The Bridport poets were far too fly to make that sort of
faux-pas. And in general the work was of a high standard,
without any particular theme being dominant, not even the Gulf
War.
I like the Bridport method of adjudication; one person judges
the whole lot. It makes for a very heavy work-load, but it avoids
the kind of horse-trading I've met in three-judge competitions,
which can result in the top prize going to a compromise candidate
no one thinks is the best.
As the poems continued, and the pile marked YES increased, it
became harder to choose, and also to shake off many of the poems,
some of which pursued me in all I did. The best poems may leap
off the page, or they may be deceptive, and clinch, or undercut,
all that has gone before; they are written by people who have an
ear for the incomparable cadences of our language; they read
aloud well.

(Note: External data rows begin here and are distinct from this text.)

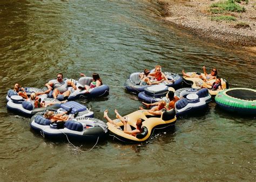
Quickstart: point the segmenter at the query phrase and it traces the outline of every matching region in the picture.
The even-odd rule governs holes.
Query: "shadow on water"
[[[236,123],[244,123],[248,125],[255,125],[255,120],[256,116],[241,114],[237,112],[231,112],[224,110],[220,108],[217,104],[215,106],[215,114],[219,115],[221,118],[233,118],[233,121]]]

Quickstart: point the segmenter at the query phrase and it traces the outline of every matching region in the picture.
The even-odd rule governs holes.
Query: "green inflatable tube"
[[[225,89],[215,97],[217,105],[239,114],[256,115],[256,90],[245,88]]]

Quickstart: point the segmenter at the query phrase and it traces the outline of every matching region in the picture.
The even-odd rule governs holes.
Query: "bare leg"
[[[68,97],[70,95],[70,90],[66,90],[63,94],[62,94],[64,97]]]
[[[124,131],[132,131],[132,128],[129,123],[125,122],[124,123]]]
[[[183,75],[183,76],[190,77],[190,76],[185,72],[184,69],[182,70],[182,74]]]
[[[125,125],[125,123],[127,123],[127,119],[125,118],[124,117],[122,116],[119,113],[118,111],[117,111],[117,109],[114,109],[114,113],[116,114],[116,117],[118,118],[119,118],[120,120],[123,122],[124,125]]]
[[[150,106],[157,106],[158,105],[158,104],[159,103],[159,102],[161,102],[161,101],[158,101],[158,102],[154,102],[154,103],[145,103],[144,102],[142,102],[142,104],[144,106],[146,106],[146,107],[147,107],[147,108],[149,108]]]
[[[104,111],[104,118],[105,118],[106,120],[107,120],[107,122],[109,122],[109,123],[112,123],[112,124],[113,124],[116,125],[116,123],[115,123],[114,122],[113,122],[113,120],[112,120],[109,117],[109,116],[107,115],[107,112],[108,112],[108,111],[109,111],[107,110],[107,109],[106,109],[106,110],[105,110]]]
[[[86,93],[89,92],[89,90],[90,90],[90,86],[87,86],[87,85],[85,85],[85,86],[84,86],[84,88],[85,88],[85,92],[86,92]]]
[[[24,99],[29,99],[29,97],[25,92],[19,92],[18,94]]]
[[[147,108],[149,108],[150,106],[151,106],[150,105],[150,104],[144,102],[142,102],[142,104],[143,104],[143,105],[147,107]]]
[[[53,98],[54,99],[57,99],[57,96],[60,93],[59,92],[59,90],[58,90],[58,89],[57,89],[57,88],[55,88],[53,90],[53,92],[52,92],[52,96],[53,96]]]

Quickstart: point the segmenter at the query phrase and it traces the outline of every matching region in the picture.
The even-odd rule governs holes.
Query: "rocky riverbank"
[[[238,4],[245,8],[244,12],[228,12],[224,14],[235,17],[235,21],[212,20],[212,17],[217,15],[209,11],[211,4],[219,1],[161,0],[158,2],[164,9],[165,20],[205,39],[231,45],[253,47],[251,47],[252,50],[256,51],[255,1],[249,0],[248,4],[244,1]]]

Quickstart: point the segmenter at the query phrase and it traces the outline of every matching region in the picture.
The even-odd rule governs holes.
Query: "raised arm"
[[[96,87],[99,87],[101,85],[102,85],[102,83],[99,80],[97,80],[96,81]]]
[[[204,73],[205,75],[206,76],[206,75],[207,75],[206,68],[205,68],[205,66],[204,66],[203,67],[203,70],[204,71]]]
[[[79,73],[79,74],[80,74],[80,76],[83,76],[83,77],[86,76],[84,73]]]
[[[52,90],[53,86],[53,83],[52,83],[51,81],[49,81],[48,83],[45,83],[45,87],[46,87],[48,88],[48,90],[50,90],[50,91]]]
[[[73,88],[74,89],[74,90],[76,90],[77,89],[77,87],[76,86],[76,85],[75,85],[74,82],[72,82],[70,80],[69,80],[68,81],[68,86],[71,86],[72,87],[73,87]]]

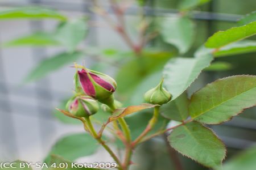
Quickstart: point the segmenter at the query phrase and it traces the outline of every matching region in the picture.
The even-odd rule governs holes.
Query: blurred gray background
[[[91,16],[92,20],[101,22],[89,12],[90,1],[2,0],[0,1],[0,10],[35,3],[59,9],[70,18],[86,13]],[[224,1],[213,1],[215,5],[218,5],[215,7],[223,12],[220,7],[222,6]],[[202,12],[194,16],[199,22],[202,22],[200,24],[207,30],[205,36],[209,36],[215,29],[218,30],[219,22],[227,22],[229,26],[229,23],[235,22],[240,16],[234,12],[243,7],[239,6],[240,2],[242,1],[234,1],[233,2],[236,5],[232,6],[238,8],[233,8],[232,11],[227,12],[233,14],[214,15],[216,13]],[[254,3],[252,3],[253,1],[248,1],[247,5],[254,5],[255,10],[256,5],[255,1]],[[243,1],[242,3],[246,4],[246,1]],[[244,7],[250,11],[249,7]],[[225,8],[230,9],[226,5]],[[163,11],[175,12],[175,10]],[[238,11],[238,14],[244,14],[245,12],[244,11]],[[127,15],[127,19],[132,20],[133,11],[130,13],[131,15]],[[28,35],[32,31],[51,30],[56,24],[55,21],[51,20],[1,21],[0,44]],[[216,25],[213,28],[214,24]],[[106,25],[103,28],[92,27],[89,37],[84,44],[81,44],[81,47],[90,44],[97,45],[103,48],[117,47],[125,49],[122,43],[120,38]],[[71,80],[74,70],[69,67],[70,66],[67,66],[40,81],[20,86],[23,79],[36,63],[61,50],[60,48],[28,47],[0,49],[0,160],[21,159],[28,162],[41,161],[60,137],[68,133],[82,131],[82,126],[64,125],[57,120],[52,114],[53,110],[57,107],[60,100],[72,94],[73,82]],[[255,57],[255,53],[250,55]],[[85,56],[85,59],[86,66],[97,62]],[[82,60],[80,61],[82,62]],[[219,76],[218,75],[214,76],[216,78]],[[196,86],[196,82],[194,86]],[[236,150],[247,147],[256,141],[255,109],[250,109],[246,112],[249,113],[245,116],[238,117],[222,126],[212,127],[229,147]],[[97,154],[100,155],[101,158],[105,156],[105,159],[108,159],[108,155],[100,151]],[[98,158],[97,155],[91,158],[95,160],[96,158]]]

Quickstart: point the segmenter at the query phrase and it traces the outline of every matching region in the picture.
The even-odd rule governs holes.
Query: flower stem
[[[154,108],[154,115],[151,119],[148,122],[145,130],[138,137],[138,138],[132,143],[133,147],[135,147],[139,142],[147,134],[148,132],[155,126],[156,122],[158,121],[158,116],[159,115],[159,106],[156,106]]]
[[[122,164],[121,164],[120,160],[119,160],[119,159],[117,158],[117,156],[115,155],[115,154],[113,152],[113,151],[111,150],[111,148],[108,145],[106,144],[106,143],[101,139],[101,138],[100,138],[98,136],[97,132],[95,130],[95,129],[94,128],[94,127],[92,124],[92,122],[90,121],[90,117],[85,117],[85,121],[87,123],[88,129],[90,130],[90,132],[92,135],[109,152],[109,154],[111,155],[111,156],[113,158],[113,159],[116,162],[117,164],[120,167],[120,168],[121,168]],[[122,168],[120,168],[120,169],[122,169]]]

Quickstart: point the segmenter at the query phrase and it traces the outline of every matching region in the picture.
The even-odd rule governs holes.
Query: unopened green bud
[[[171,100],[172,95],[163,87],[163,79],[155,88],[146,92],[144,99],[147,103],[153,104],[162,105]]]
[[[71,113],[81,117],[93,115],[99,109],[97,101],[88,96],[73,97],[67,103],[66,108]]]

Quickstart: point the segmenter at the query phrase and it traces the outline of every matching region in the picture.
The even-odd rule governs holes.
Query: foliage
[[[39,80],[65,65],[75,63],[84,56],[100,60],[101,62],[96,67],[100,67],[100,64],[104,62],[108,69],[116,71],[117,89],[115,86],[111,86],[115,84],[111,77],[75,64],[75,82],[79,80],[80,84],[84,83],[82,85],[76,84],[75,97],[90,95],[90,90],[94,91],[93,94],[98,94],[97,92],[101,91],[109,95],[97,96],[100,98],[91,96],[89,100],[101,104],[100,111],[92,116],[72,114],[71,109],[79,112],[76,110],[77,105],[75,101],[67,109],[62,103],[57,110],[63,114],[55,112],[56,117],[65,123],[82,123],[86,133],[71,134],[58,140],[45,162],[48,164],[64,162],[70,164],[79,158],[93,154],[101,145],[117,163],[119,169],[126,170],[131,165],[132,155],[139,144],[156,136],[165,135],[168,135],[167,143],[169,146],[205,167],[217,170],[245,167],[245,169],[251,169],[254,167],[254,148],[222,166],[226,148],[205,124],[222,124],[245,109],[254,107],[256,76],[238,75],[218,79],[206,86],[204,84],[202,86],[204,87],[194,92],[189,98],[187,91],[202,72],[235,70],[233,65],[218,58],[256,52],[255,41],[244,40],[256,33],[255,12],[242,18],[238,22],[238,26],[215,33],[208,39],[204,45],[194,51],[192,47],[196,46],[194,42],[197,40],[196,33],[198,32],[197,23],[191,17],[191,10],[206,4],[209,0],[180,1],[178,4],[179,12],[174,15],[153,18],[141,12],[137,41],[131,38],[125,26],[126,8],[122,7],[124,5],[122,1],[110,1],[113,12],[118,18],[117,21],[109,17],[97,1],[93,1],[93,12],[106,19],[121,36],[130,48],[128,52],[115,49],[102,50],[89,46],[85,50],[81,49],[79,45],[86,39],[89,27],[86,18],[69,19],[57,11],[41,7],[20,7],[0,12],[0,20],[51,19],[57,22],[51,31],[34,32],[4,43],[3,46],[9,48],[57,45],[65,49],[40,61],[24,82]],[[144,11],[143,6],[148,1],[137,2]],[[215,60],[218,61],[212,63]],[[77,79],[80,69],[84,71],[84,82],[81,78]],[[157,84],[161,76],[168,92],[162,92],[165,88],[161,83],[162,88],[157,95],[150,95],[150,100],[162,101],[161,97],[166,98],[166,95],[169,92],[171,100],[157,105],[141,104],[143,102],[143,94]],[[93,86],[90,86],[91,84]],[[114,96],[112,94],[115,91]],[[170,96],[168,99],[171,99]],[[80,105],[79,109],[90,109],[86,104]],[[174,122],[176,122],[175,125]],[[94,129],[96,124],[101,127],[98,131]],[[112,137],[105,135],[107,130]],[[125,150],[125,156],[121,156],[125,158],[124,160],[109,146],[109,142],[119,149]]]

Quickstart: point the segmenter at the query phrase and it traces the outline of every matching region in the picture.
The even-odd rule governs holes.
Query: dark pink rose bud
[[[67,103],[66,107],[71,113],[81,117],[94,114],[99,109],[97,101],[86,96],[72,97]]]
[[[74,78],[77,92],[83,92],[99,100],[109,97],[117,88],[117,83],[112,78],[89,69],[77,70]]]

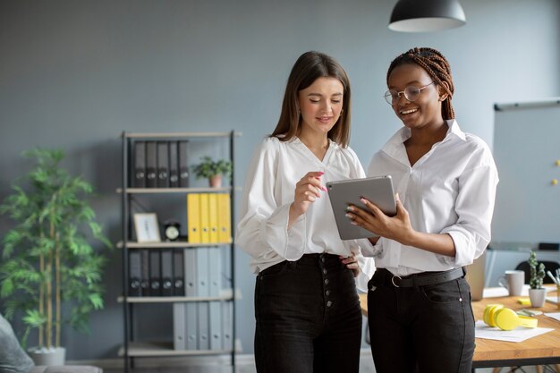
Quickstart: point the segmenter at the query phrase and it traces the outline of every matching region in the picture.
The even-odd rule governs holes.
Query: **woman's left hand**
[[[352,271],[354,273],[354,277],[360,275],[360,266],[358,265],[358,259],[354,256],[353,252],[350,254],[350,257],[340,256],[338,258],[348,269],[352,269]]]
[[[413,232],[408,211],[396,195],[396,215],[388,216],[376,205],[366,199],[361,199],[368,210],[356,206],[348,207],[346,216],[354,225],[361,226],[381,237],[395,240],[406,244],[407,238]]]

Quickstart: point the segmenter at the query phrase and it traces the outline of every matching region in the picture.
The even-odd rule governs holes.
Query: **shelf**
[[[174,350],[173,342],[130,342],[128,355],[131,357],[221,355],[233,350]],[[119,356],[124,356],[124,349],[119,349]]]
[[[217,297],[127,297],[127,303],[174,303],[180,301],[233,301],[231,292],[227,295]],[[124,301],[124,297],[120,296],[116,299],[119,303]]]
[[[126,139],[173,139],[173,138],[219,138],[230,137],[231,131],[227,132],[167,132],[167,133],[127,133]],[[242,136],[242,132],[233,131],[233,136]]]
[[[172,248],[205,248],[210,246],[225,246],[231,245],[233,241],[229,242],[200,242],[191,243],[186,241],[173,241],[163,242],[126,242],[127,249],[172,249]],[[124,245],[122,242],[117,242],[116,247],[122,249]]]
[[[232,191],[231,187],[221,188],[126,188],[128,194],[154,194],[154,193],[223,193]],[[117,188],[117,193],[123,192],[123,188]]]

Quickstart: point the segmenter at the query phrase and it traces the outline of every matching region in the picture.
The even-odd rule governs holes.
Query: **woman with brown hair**
[[[257,275],[259,373],[359,370],[355,281],[367,282],[371,260],[360,256],[356,242],[340,239],[325,193],[327,181],[364,177],[348,148],[350,98],[336,61],[318,52],[301,55],[276,128],[249,167],[236,243]]]

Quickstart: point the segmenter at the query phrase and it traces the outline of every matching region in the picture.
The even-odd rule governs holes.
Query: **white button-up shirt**
[[[356,254],[362,273],[361,290],[374,271],[373,260],[360,252],[357,241],[342,241],[326,192],[288,229],[290,205],[295,184],[309,172],[322,171],[321,183],[365,177],[358,157],[350,148],[329,140],[319,160],[298,138],[280,141],[267,138],[257,148],[249,166],[235,242],[252,258],[250,269],[260,271],[283,260],[294,261],[304,254]]]
[[[490,242],[497,170],[488,145],[447,121],[445,138],[411,166],[403,127],[376,153],[369,176],[390,174],[395,192],[408,210],[412,228],[447,233],[455,246],[454,258],[380,238],[364,255],[375,257],[376,267],[394,275],[445,271],[472,263]]]

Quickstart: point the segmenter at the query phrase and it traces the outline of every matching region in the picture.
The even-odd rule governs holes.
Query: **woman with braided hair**
[[[497,171],[488,145],[454,119],[449,63],[432,48],[397,56],[386,100],[404,126],[377,152],[369,176],[390,174],[397,214],[363,199],[347,216],[369,239],[377,270],[368,292],[378,373],[467,373],[474,318],[463,267],[490,241]]]

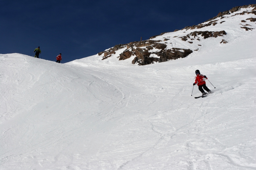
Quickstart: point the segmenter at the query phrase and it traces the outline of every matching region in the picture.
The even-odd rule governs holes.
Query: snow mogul
[[[212,91],[206,86],[205,80],[207,79],[207,78],[206,76],[201,74],[200,73],[200,71],[198,70],[196,70],[195,73],[197,76],[195,77],[195,83],[193,84],[193,85],[195,86],[197,83],[197,84],[198,89],[202,92],[202,96],[205,95],[207,94],[203,89],[203,88],[208,92],[208,94],[212,93]]]

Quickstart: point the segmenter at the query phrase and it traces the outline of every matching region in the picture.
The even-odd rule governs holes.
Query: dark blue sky
[[[255,1],[0,0],[0,54],[30,56],[40,46],[44,59],[62,63],[115,45],[143,40],[197,25],[220,11]]]

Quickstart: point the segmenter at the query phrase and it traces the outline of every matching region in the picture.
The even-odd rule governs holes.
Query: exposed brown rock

Those written as a dramatic monologue will have
chosen a particular, often a striking, voice. Most difficult of
all, they will be consistent with themselves; no wobbly starts,
no soft centres, no collapsed endings. this said, the poems
create their own worlds, their own laws, and this may include
deliberately subverting all the faults I've mentioned. There are
no rules really, except that the poem must work. Most
poems, in fact, went their own way. A clutch of sonnets, rhyming
couplets, terza rima, a rubai, some villanelles and sestinas were
all present, but the majority were in free verse. There were also
some splendid comic poems. It is hard to prefer them to the more
sombre poems about Alzheimer's, suicide and loss, but I tried to
strike a fair balance. Sometimes serious subjects lie concealed
under apparent simplicity; equally, serious subjects, through
awkward handling, lose their impact.
One thing I do wish; that I'd had more prizes to play with.
There were so many good poems that deserved a public place - I
could have used an anthology for a hundred, not just a short list
of thirteen. It was a sad thing to have to set so many fine poems
aside.
What came to the top in the end were the poems that wouldn't
leave me alone. I hope you will enjoy them as much as I did.